In fact, what if we all embraced that and taught our kids that from the very beginning. The problem? I didn’t really critically evaluate my false gods until middle age. My kids were grown and indoctrinated already. My life had been lived pretty much, already.
The Truth isn’t the truth. I’d rather we had a lot more of the truth, but even that is tough to ascertain given what we are (human beings who interpret the world as we are, not as it is).
The Desire to Believe
Unfortunately, I’m not sure evidence-based approaches are in the cards. It comes back to what we are in the first place. Human beings who, as the speaker points out, want to believe. And, to reach critical mass of unbelievers, you have to overcome so many obstacles. Santa Claus. Jesus. Saints. Devils and demons. Fairy tales taught to us as gospel when children.
You know, if I had to go back and change one thing, I would have asked my parents (and myself as a parent) to not teach children fantasy/pretend as if it was the literal truth. But that happens every day, doesn’t it?
But, we have to try. Not trying isn’t an option.
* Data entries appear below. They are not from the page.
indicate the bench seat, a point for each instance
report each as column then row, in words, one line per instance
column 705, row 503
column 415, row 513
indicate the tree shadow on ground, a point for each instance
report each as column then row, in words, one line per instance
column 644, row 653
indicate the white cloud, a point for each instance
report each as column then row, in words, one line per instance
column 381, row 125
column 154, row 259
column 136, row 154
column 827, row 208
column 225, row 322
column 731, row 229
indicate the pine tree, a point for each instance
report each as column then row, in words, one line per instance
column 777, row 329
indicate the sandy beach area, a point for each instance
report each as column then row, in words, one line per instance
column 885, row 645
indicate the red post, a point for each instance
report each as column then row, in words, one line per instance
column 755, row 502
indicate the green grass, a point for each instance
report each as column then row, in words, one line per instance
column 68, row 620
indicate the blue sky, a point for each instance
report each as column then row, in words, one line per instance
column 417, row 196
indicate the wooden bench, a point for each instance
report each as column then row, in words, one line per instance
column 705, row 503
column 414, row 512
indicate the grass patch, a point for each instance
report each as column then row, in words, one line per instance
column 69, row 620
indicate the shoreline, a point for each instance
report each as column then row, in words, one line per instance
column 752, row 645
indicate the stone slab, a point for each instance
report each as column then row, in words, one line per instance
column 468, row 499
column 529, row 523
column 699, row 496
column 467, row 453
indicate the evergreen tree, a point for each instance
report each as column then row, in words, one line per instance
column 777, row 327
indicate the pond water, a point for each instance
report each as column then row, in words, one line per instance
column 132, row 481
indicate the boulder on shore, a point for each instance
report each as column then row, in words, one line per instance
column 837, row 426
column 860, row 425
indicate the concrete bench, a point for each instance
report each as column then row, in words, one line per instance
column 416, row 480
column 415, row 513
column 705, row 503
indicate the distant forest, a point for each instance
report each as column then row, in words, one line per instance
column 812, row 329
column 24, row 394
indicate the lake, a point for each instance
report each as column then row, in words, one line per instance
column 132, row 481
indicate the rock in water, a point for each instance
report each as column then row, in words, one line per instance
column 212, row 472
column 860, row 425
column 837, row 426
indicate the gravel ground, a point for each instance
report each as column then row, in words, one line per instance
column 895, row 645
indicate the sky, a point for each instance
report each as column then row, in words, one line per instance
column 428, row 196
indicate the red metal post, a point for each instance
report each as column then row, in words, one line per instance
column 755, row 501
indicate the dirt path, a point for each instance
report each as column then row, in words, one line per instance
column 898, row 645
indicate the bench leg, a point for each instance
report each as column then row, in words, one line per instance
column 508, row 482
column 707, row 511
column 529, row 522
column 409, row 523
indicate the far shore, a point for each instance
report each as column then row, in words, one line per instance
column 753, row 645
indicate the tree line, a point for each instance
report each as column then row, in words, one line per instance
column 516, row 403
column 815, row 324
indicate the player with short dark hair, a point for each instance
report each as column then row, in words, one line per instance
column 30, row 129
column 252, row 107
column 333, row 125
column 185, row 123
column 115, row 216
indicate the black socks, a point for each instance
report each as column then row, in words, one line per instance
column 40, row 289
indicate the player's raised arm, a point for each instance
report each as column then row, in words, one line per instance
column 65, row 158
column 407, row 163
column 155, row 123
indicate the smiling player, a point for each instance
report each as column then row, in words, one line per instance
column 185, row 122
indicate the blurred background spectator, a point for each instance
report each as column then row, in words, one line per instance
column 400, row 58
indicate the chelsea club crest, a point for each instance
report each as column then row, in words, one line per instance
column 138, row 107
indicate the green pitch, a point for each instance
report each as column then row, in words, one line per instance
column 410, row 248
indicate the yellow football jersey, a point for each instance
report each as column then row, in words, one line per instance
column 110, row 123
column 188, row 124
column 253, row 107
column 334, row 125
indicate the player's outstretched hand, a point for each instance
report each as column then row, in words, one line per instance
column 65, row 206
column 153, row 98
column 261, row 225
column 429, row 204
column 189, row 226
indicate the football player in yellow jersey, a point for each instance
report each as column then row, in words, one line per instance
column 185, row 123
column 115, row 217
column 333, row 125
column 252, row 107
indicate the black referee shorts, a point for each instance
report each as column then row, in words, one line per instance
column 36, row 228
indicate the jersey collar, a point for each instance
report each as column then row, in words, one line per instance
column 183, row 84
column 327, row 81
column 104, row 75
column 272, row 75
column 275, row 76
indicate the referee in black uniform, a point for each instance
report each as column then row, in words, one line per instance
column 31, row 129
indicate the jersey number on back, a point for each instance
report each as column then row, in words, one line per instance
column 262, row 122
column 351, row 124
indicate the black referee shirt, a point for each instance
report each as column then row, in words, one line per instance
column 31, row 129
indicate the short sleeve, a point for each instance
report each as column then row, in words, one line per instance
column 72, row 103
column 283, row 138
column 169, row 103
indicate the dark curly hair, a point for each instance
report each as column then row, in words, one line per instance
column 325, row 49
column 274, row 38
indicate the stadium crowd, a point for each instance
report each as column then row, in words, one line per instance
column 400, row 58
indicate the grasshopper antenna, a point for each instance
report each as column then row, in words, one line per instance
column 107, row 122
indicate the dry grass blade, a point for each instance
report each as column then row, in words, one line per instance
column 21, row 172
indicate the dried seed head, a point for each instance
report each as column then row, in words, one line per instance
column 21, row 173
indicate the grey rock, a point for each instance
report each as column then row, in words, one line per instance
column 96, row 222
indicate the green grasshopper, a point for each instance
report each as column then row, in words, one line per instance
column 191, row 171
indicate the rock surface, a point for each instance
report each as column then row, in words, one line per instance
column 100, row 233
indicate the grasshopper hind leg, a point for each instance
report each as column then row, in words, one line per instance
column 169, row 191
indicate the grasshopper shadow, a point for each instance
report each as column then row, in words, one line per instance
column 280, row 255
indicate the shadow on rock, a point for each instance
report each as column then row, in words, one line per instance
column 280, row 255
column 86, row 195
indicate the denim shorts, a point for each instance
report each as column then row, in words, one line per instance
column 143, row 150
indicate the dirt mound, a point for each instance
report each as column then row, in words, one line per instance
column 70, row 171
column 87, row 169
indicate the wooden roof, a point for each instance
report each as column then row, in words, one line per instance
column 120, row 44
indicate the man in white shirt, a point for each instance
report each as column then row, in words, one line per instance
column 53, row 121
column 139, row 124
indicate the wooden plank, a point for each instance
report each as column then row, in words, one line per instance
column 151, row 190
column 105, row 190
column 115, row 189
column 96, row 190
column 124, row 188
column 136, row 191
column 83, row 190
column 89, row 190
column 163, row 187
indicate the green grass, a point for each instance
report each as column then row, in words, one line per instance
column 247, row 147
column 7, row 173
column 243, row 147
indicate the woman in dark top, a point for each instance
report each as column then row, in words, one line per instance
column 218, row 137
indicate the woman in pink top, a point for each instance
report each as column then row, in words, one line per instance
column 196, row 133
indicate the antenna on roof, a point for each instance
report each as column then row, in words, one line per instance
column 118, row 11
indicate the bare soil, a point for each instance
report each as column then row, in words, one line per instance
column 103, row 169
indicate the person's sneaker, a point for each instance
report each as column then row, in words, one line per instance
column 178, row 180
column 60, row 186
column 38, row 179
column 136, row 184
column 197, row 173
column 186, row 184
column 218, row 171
We have to send the message out that there are truths out there that are obscured by the Truth we are taught growing up by well-meaning family and friends who were indoctrinated, brainwashed the same as we were.
Skeptical Thinking
I really like Melanie Trecek-King’s ThinkingIsPower.com approach. From FLOATER to systematic disconfirmation, there’s a lot to learn and embrace.
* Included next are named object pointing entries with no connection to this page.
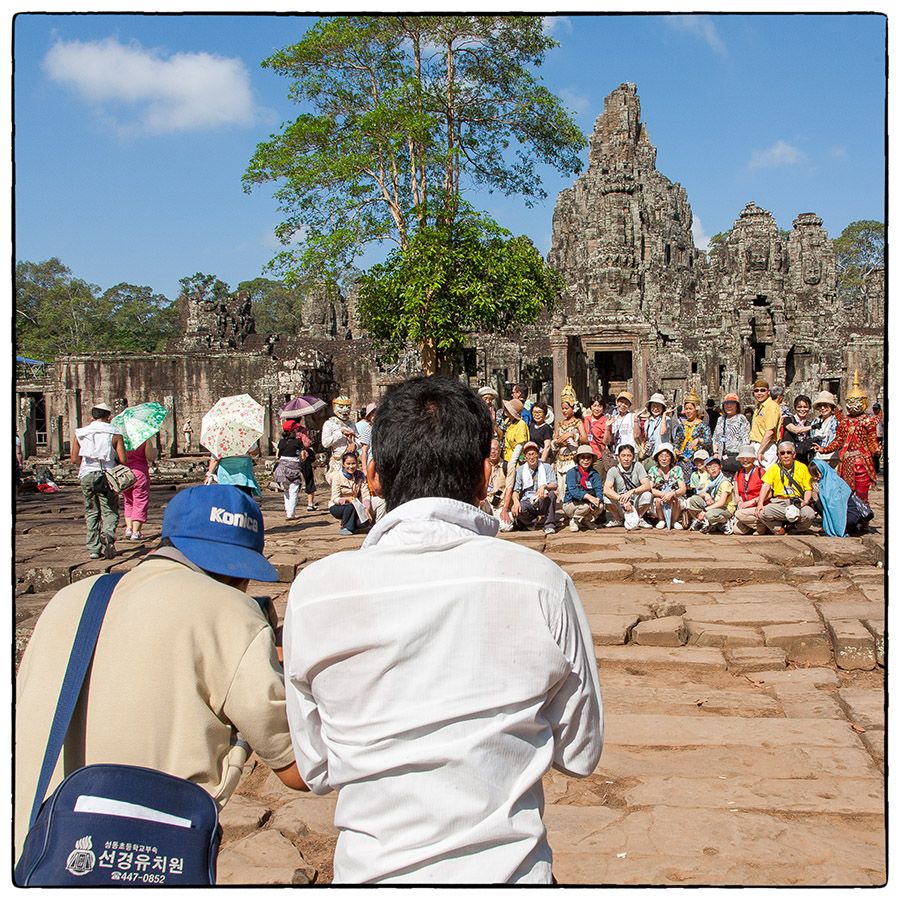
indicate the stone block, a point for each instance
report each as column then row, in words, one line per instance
column 865, row 706
column 753, row 614
column 851, row 609
column 745, row 568
column 811, row 678
column 807, row 703
column 705, row 587
column 805, row 575
column 876, row 626
column 611, row 630
column 641, row 658
column 592, row 573
column 241, row 816
column 707, row 634
column 300, row 817
column 874, row 743
column 669, row 631
column 805, row 643
column 754, row 659
column 265, row 857
column 668, row 607
column 854, row 645
column 848, row 551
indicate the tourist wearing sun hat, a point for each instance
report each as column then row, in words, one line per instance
column 490, row 396
column 765, row 424
column 747, row 485
column 583, row 499
column 667, row 487
column 516, row 435
column 732, row 431
column 626, row 491
column 824, row 426
column 658, row 427
column 696, row 435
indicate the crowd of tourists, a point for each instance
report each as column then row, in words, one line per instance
column 770, row 470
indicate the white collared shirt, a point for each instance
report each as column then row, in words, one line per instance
column 433, row 677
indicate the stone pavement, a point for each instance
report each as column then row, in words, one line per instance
column 743, row 691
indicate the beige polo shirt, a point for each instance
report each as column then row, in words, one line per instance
column 181, row 662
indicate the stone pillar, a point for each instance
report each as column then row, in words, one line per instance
column 559, row 345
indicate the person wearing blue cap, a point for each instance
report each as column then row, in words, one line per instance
column 184, row 661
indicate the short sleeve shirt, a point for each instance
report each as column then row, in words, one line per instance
column 614, row 477
column 766, row 417
column 781, row 485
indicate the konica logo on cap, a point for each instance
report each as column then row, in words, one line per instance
column 237, row 520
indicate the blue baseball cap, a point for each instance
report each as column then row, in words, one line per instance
column 220, row 529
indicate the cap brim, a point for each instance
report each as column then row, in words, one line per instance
column 226, row 559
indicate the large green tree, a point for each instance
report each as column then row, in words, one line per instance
column 401, row 114
column 58, row 314
column 858, row 251
column 450, row 281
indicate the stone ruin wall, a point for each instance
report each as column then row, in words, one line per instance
column 762, row 304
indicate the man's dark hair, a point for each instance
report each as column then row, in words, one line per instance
column 430, row 439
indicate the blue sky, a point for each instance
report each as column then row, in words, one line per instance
column 132, row 131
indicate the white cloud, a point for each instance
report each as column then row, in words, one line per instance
column 555, row 24
column 141, row 90
column 574, row 101
column 779, row 154
column 701, row 238
column 699, row 26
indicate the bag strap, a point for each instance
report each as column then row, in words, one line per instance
column 76, row 670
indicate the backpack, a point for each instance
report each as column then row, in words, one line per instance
column 108, row 824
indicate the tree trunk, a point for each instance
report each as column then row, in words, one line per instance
column 428, row 354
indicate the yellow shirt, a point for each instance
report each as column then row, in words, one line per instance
column 516, row 434
column 766, row 417
column 784, row 488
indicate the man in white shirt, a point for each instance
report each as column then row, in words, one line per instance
column 97, row 447
column 435, row 675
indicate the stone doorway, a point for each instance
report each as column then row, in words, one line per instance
column 613, row 372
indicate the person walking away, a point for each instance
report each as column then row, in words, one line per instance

The goal, maybe, is to lower the level of uncertainty about ideas, to bring order to the chaos of living. If I feel sad about the lack of certainty, it’s because I was taught there was certainty about things that aren’t so.
Now, I’m a little more skeptical. AI isn’t perfect. It’s a long way. It’s another resource I can use, that might twist in my hand and bite me (metaphorically speaking here), but that’s OK.
It may be that AI doesn’t work perfectly. That 3-legged puffins may never be a reality. But that’s OK. What AI is able to do is better than some interns I’ve worked with, and can save effort and time. It does it enough times that it’s close enough to the work of a human intern.
Anyways, check out Dr. McIver’s talk. Well worth the read.